Cross-strait relations are not international relations, former vice president and former Chinese Nationalist Party (KMT) chairman Lien Chan (連戰) said yesterday, adding that over the past year, the KMT and the Chinese Communist Party (CCP) have both made it clear that the development of cross-strait relations should progress under the “one China” framework (一中架構).
Lien made the remarks while meeting Chinese President Xi Jinping (習近平) at the Diaoyutai State Guesthouse in Beijing.
The four-day visit by Lien, who arrived on Monday, follows the first government-to-government talks between Taiwan and China in more than six decades.
Xi said last week’s high-profile meeting between the top cross-strait policymakers from Taiwan and China was an “actively significant” development.
Xi said the Feb. 11 meeting between Mainland Affairs Council Minister Wang Yu-chi (王郁琦) and Taiwan Affairs Office Minister Zhang Zhijun (張志軍) resulted in agreements on several issues and obtained positive results.
In an apparent nod to the political sensitivities of China-Taiwan encounters, a Xinhua news agency report described Xi by his party title of “general secretary of the Communist Party of China Central Committee,” rather than as the country’s president.
Similarly, Lien was described as “KMT Honorary Chairman” and not as a former vice president of Taiwan.

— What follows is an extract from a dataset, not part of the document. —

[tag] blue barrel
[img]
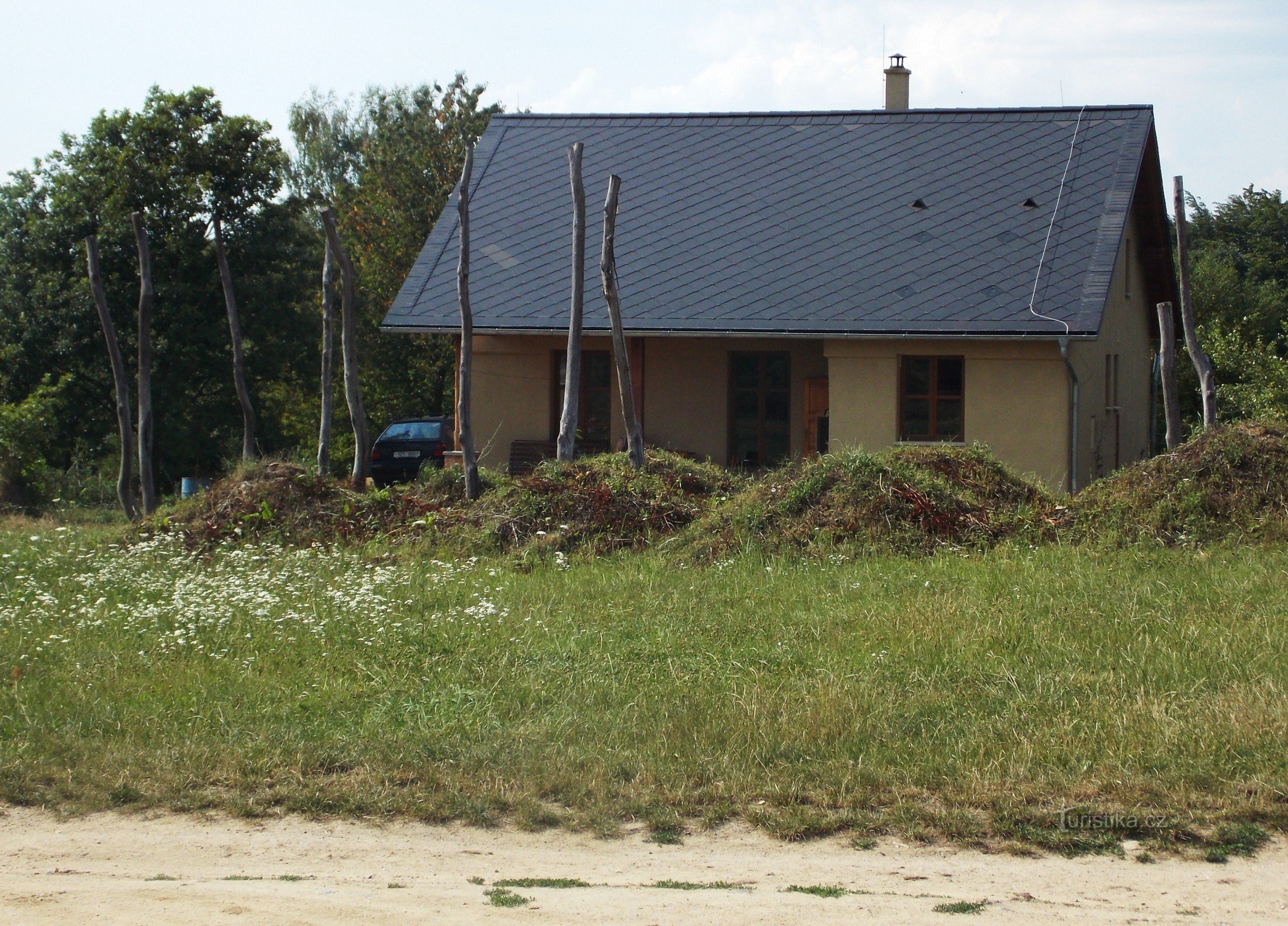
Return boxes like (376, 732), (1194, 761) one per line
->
(179, 475), (210, 498)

Meanwhile, Wang was quoted by a KMT lawmaker in Taipei yesterday as saying the time is “not ripe” for an unprecedented cross-strait leaders’ summit at either of the regional forums to be held in China in October this year and in April next year.

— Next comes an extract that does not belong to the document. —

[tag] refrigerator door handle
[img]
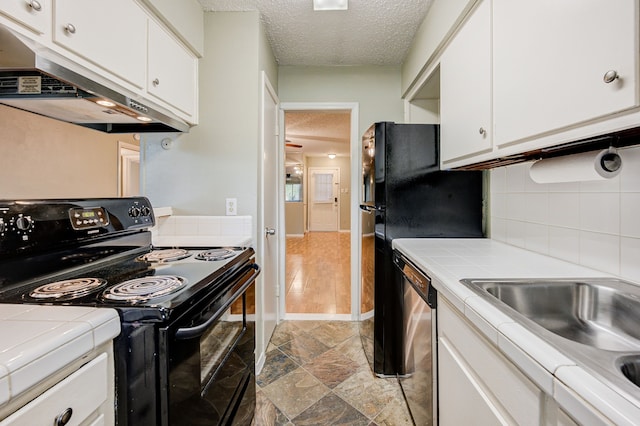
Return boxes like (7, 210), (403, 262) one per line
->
(360, 204), (378, 214)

Citing Beijing’s position on the issue, Wang ruled out any meeting between President Ma Ying-jeou (馬英九) and Xi at the Boao Forum on China’s Hainan Island next year, which had been suggested by some Chinese academics and Taiwanese media commentators.
The APEC forum in Beijing in October had also been suggested by Taiwan officials as an appropriate setting for a Ma-Xi meeting.
However, Zhang on Monday said in Beijing that it was better not to talk in international settings about matters related to the two sides.
Meanwhile, People First Party Legislator Thomas Lee (李桐豪) said that during Wang’s briefing of lawmakers yesterday about his first official trip to China last week, Wang sidestepped a question about the goals of the proposed meeting.
On the issue of each side allowing long-term postings of reporters on the other side, Wang said no consensus had been reached.
Taiwan is attaching the condition that China stop blocking Taiwan-based Web sites, but the Chinese side has reservations about that, Wang told Legislative Speaker Wang Jin-pyng (王金平) and other lawmakers during the briefing.
The plan is to first make it easier for reporters to live in the city to which they are posted — usually for six-month periods, Wang was quoted as saying.